Buckminster Fuller
Thought Leader

Profile

Buckminster Fuller was one of our world's first futurists and global thinkers. He was an architect, a comprehensive generalist, "an emerging synthesis of artist, inventor, mechanic, objective economist and evolutionary strategist."

One of Fuller's lifelong interests was using technology to revolutionize construction and improve human housing. In 1927, after inventing an easily built, air-delivered, modular apartment building, he designed the "Dymaxion House," an inexpensive, mass-produced home that could be airlifted to its location. The word "dymaxion" became synonymous with his design philosophy of "doing more with less," a phrase he later coined to reflect his growing recognition of the accelerating global trend toward the development of more efficient technology.

After 1947, one invention dominated Fuller's life and career: the geodesic dome. Lightweight, cost-effective, and easy to assemble, geodesic domes enclose more space without intrusive supporting columns than any other structure; they efficiently distribute stress; and can withstand extremely harsh conditions. Based on Fuller's "synergetic geometry," his lifelong exploration of nature's principles of design, the geodesic dome balances compression and tension forces in building.

From the moment of his 1927 decision to make his life an experiment in individual initiative, Fuller addressed himself to the largest questions he could formulate.

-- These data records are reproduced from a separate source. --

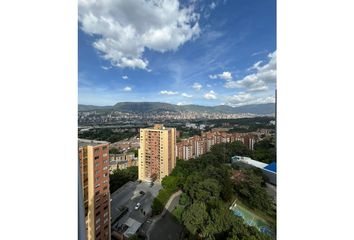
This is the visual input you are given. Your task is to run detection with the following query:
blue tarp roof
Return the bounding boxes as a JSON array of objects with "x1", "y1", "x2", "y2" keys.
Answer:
[{"x1": 264, "y1": 162, "x2": 277, "y2": 173}]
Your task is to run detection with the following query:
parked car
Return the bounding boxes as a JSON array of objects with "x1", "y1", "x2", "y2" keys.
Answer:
[{"x1": 134, "y1": 203, "x2": 141, "y2": 210}]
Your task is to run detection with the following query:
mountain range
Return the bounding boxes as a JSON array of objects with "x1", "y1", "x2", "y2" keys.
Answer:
[{"x1": 78, "y1": 102, "x2": 275, "y2": 114}]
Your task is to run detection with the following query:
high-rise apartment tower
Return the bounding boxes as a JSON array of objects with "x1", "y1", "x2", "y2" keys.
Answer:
[
  {"x1": 79, "y1": 139, "x2": 111, "y2": 240},
  {"x1": 138, "y1": 124, "x2": 176, "y2": 182}
]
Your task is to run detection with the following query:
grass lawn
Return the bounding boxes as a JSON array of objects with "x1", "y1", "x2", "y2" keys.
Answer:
[{"x1": 235, "y1": 198, "x2": 275, "y2": 226}]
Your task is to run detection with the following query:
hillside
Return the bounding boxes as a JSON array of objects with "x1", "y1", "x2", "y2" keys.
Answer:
[{"x1": 78, "y1": 102, "x2": 275, "y2": 114}]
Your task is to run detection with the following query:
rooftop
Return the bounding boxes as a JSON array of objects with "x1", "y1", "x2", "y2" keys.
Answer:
[
  {"x1": 232, "y1": 156, "x2": 267, "y2": 168},
  {"x1": 79, "y1": 138, "x2": 109, "y2": 147},
  {"x1": 264, "y1": 162, "x2": 277, "y2": 173}
]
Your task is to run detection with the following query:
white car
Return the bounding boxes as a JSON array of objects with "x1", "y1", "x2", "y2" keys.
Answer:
[{"x1": 134, "y1": 203, "x2": 141, "y2": 210}]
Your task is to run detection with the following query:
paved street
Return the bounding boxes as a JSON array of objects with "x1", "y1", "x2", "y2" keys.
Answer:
[{"x1": 111, "y1": 182, "x2": 161, "y2": 229}]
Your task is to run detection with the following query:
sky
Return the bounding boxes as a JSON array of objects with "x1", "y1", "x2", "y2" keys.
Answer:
[{"x1": 78, "y1": 0, "x2": 276, "y2": 107}]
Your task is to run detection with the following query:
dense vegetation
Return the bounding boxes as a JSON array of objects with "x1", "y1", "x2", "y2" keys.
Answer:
[
  {"x1": 109, "y1": 167, "x2": 138, "y2": 193},
  {"x1": 79, "y1": 128, "x2": 136, "y2": 143},
  {"x1": 153, "y1": 142, "x2": 275, "y2": 240}
]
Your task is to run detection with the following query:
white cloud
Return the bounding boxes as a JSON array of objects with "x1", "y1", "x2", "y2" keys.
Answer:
[
  {"x1": 101, "y1": 66, "x2": 112, "y2": 70},
  {"x1": 182, "y1": 93, "x2": 193, "y2": 98},
  {"x1": 209, "y1": 72, "x2": 232, "y2": 81},
  {"x1": 192, "y1": 83, "x2": 203, "y2": 91},
  {"x1": 79, "y1": 0, "x2": 200, "y2": 70},
  {"x1": 209, "y1": 2, "x2": 216, "y2": 9},
  {"x1": 204, "y1": 90, "x2": 217, "y2": 100},
  {"x1": 226, "y1": 92, "x2": 275, "y2": 107},
  {"x1": 160, "y1": 90, "x2": 178, "y2": 95},
  {"x1": 177, "y1": 102, "x2": 187, "y2": 106},
  {"x1": 224, "y1": 51, "x2": 277, "y2": 92}
]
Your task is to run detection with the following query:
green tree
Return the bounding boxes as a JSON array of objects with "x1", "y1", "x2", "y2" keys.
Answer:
[{"x1": 182, "y1": 202, "x2": 210, "y2": 235}]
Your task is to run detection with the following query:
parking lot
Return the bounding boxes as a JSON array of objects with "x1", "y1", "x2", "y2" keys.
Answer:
[{"x1": 111, "y1": 182, "x2": 161, "y2": 230}]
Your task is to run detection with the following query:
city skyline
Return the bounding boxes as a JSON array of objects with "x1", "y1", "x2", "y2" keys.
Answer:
[{"x1": 78, "y1": 0, "x2": 276, "y2": 106}]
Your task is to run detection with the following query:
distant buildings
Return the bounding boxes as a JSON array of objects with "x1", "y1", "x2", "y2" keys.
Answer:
[
  {"x1": 79, "y1": 139, "x2": 111, "y2": 240},
  {"x1": 176, "y1": 129, "x2": 258, "y2": 160},
  {"x1": 138, "y1": 124, "x2": 176, "y2": 182},
  {"x1": 109, "y1": 153, "x2": 138, "y2": 173}
]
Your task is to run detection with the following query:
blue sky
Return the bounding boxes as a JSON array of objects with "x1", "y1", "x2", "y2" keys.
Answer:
[{"x1": 78, "y1": 0, "x2": 276, "y2": 106}]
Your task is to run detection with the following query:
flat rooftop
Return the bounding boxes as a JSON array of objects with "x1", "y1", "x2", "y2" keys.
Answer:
[
  {"x1": 78, "y1": 138, "x2": 109, "y2": 147},
  {"x1": 232, "y1": 156, "x2": 268, "y2": 169}
]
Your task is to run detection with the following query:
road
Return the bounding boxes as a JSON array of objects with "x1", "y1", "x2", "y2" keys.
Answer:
[{"x1": 111, "y1": 182, "x2": 161, "y2": 229}]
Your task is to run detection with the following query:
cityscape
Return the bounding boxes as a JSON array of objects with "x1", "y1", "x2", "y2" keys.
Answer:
[{"x1": 77, "y1": 0, "x2": 277, "y2": 240}]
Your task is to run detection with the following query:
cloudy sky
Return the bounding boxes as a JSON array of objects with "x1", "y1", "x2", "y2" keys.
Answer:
[{"x1": 78, "y1": 0, "x2": 276, "y2": 106}]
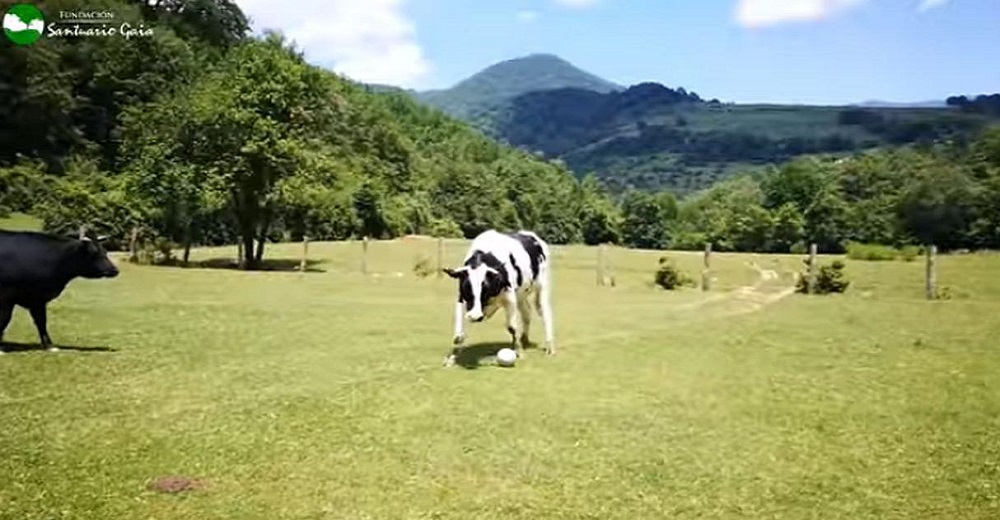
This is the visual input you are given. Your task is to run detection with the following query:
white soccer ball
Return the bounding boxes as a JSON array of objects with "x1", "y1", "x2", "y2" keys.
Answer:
[{"x1": 497, "y1": 348, "x2": 517, "y2": 367}]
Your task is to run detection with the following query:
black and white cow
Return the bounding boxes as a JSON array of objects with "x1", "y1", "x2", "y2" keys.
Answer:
[{"x1": 444, "y1": 229, "x2": 556, "y2": 366}]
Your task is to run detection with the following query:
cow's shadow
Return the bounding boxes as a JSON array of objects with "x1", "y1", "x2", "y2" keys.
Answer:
[
  {"x1": 2, "y1": 341, "x2": 118, "y2": 354},
  {"x1": 157, "y1": 258, "x2": 326, "y2": 273},
  {"x1": 455, "y1": 341, "x2": 538, "y2": 370}
]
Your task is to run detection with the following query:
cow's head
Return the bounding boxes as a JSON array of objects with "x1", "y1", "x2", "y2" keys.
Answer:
[
  {"x1": 76, "y1": 234, "x2": 118, "y2": 278},
  {"x1": 444, "y1": 252, "x2": 508, "y2": 321}
]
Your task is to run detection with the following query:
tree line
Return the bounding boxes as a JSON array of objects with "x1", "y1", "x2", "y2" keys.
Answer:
[
  {"x1": 0, "y1": 0, "x2": 1000, "y2": 268},
  {"x1": 608, "y1": 128, "x2": 1000, "y2": 253},
  {"x1": 0, "y1": 0, "x2": 614, "y2": 268}
]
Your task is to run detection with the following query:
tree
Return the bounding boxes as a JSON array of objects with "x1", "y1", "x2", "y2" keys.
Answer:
[
  {"x1": 622, "y1": 191, "x2": 677, "y2": 249},
  {"x1": 579, "y1": 175, "x2": 622, "y2": 245},
  {"x1": 898, "y1": 165, "x2": 977, "y2": 250}
]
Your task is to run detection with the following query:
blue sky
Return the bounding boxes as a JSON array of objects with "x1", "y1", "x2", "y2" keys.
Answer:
[{"x1": 237, "y1": 0, "x2": 1000, "y2": 103}]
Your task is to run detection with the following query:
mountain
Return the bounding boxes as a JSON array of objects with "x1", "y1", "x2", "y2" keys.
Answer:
[
  {"x1": 854, "y1": 99, "x2": 947, "y2": 108},
  {"x1": 402, "y1": 54, "x2": 1000, "y2": 195},
  {"x1": 417, "y1": 54, "x2": 622, "y2": 120},
  {"x1": 496, "y1": 87, "x2": 1000, "y2": 195}
]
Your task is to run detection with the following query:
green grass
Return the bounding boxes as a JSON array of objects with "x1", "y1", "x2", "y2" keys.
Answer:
[
  {"x1": 0, "y1": 213, "x2": 42, "y2": 231},
  {"x1": 0, "y1": 240, "x2": 1000, "y2": 520}
]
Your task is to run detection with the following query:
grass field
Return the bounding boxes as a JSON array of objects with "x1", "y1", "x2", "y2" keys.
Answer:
[{"x1": 0, "y1": 240, "x2": 1000, "y2": 520}]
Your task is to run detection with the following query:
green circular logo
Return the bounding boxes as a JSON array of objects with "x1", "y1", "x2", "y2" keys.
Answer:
[{"x1": 3, "y1": 4, "x2": 45, "y2": 45}]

He sought to discover what it would take to "make the world work"—that is, to provide adequate food, energy, and shelter for 100% of humanity to enjoy a high standard of living.

Fuller's global thinking led him to coin the terms "Spaceship Earth" and "One-Town World." His comprehensive approach inspired such publications as the Whole Earth Catalog.

It is easy to imagine that when Fuller began his experiment in 1927 very few people were talking about the individual's ability to "make the world work," yet he made that premise central to his entire life's work. While it would be impossible to identify a direct connection between Fuller's work and the changes taking place throughout the world, it is easy to see that this basic notion is cropping up everywhere. Today, just 50 years after the beginning of his experiment, we see the phrase "making a difference" just about everywhere—in corporate, commercial, social, and personal communications.This new orientation in our society holds that the actions of the individual can and do create positive social change.

Following are some favorite Buckminster Fuller quotes:

When I am working on a problem, I never think about beauty but when I have finished, if the solution is not beautiful, I know it is wrong.



Humanity is acquiring all the right technology for all the wrong reasons.



Pollution is nothing but the resources we are not harvesting. We allow them to disperse because we've been ignorant of their value.



We are called to be architects of the future, not its victims.



One in ten thousand of us can make a technological breakthrough capable of supporting all the rest.



Sometimes I think we're alone. Sometimes I think we're not. In either case, the thought is staggering.



God is a verb, not a noun.



Love is metaphysical gravity.



My ideas have undergone a process of emergence by emergency. When they are needed badly enough, they are accepted.



Tension is the great integrity.



Ninety-nine percent of who you are is invisible and untouchable.



The end move in politics is always to pick up a gun.



How often I found where I should be going only by setting out for somewhere else.



Don't fight forces, use them.



Integrity is the essence of everything successful.



Everyone is born a genius, but the process of living de-geniuses them.



I look for what needs to be done. After all, that's how the universe designs itself.



Dictators never invent their own opportunities.



What usually happens in the educational process is that the faculties are dulled, overloaded, stuffed and paralyzed so that by the time most people are mature they have lost their innate capabilities.



Nature is trying very hard to make us succeed, but nature does not depend on us. We are not the only experiment.



A designer is an emerging synthesis of artist, inventor, mechanic, objective economist and evolutionary strategist.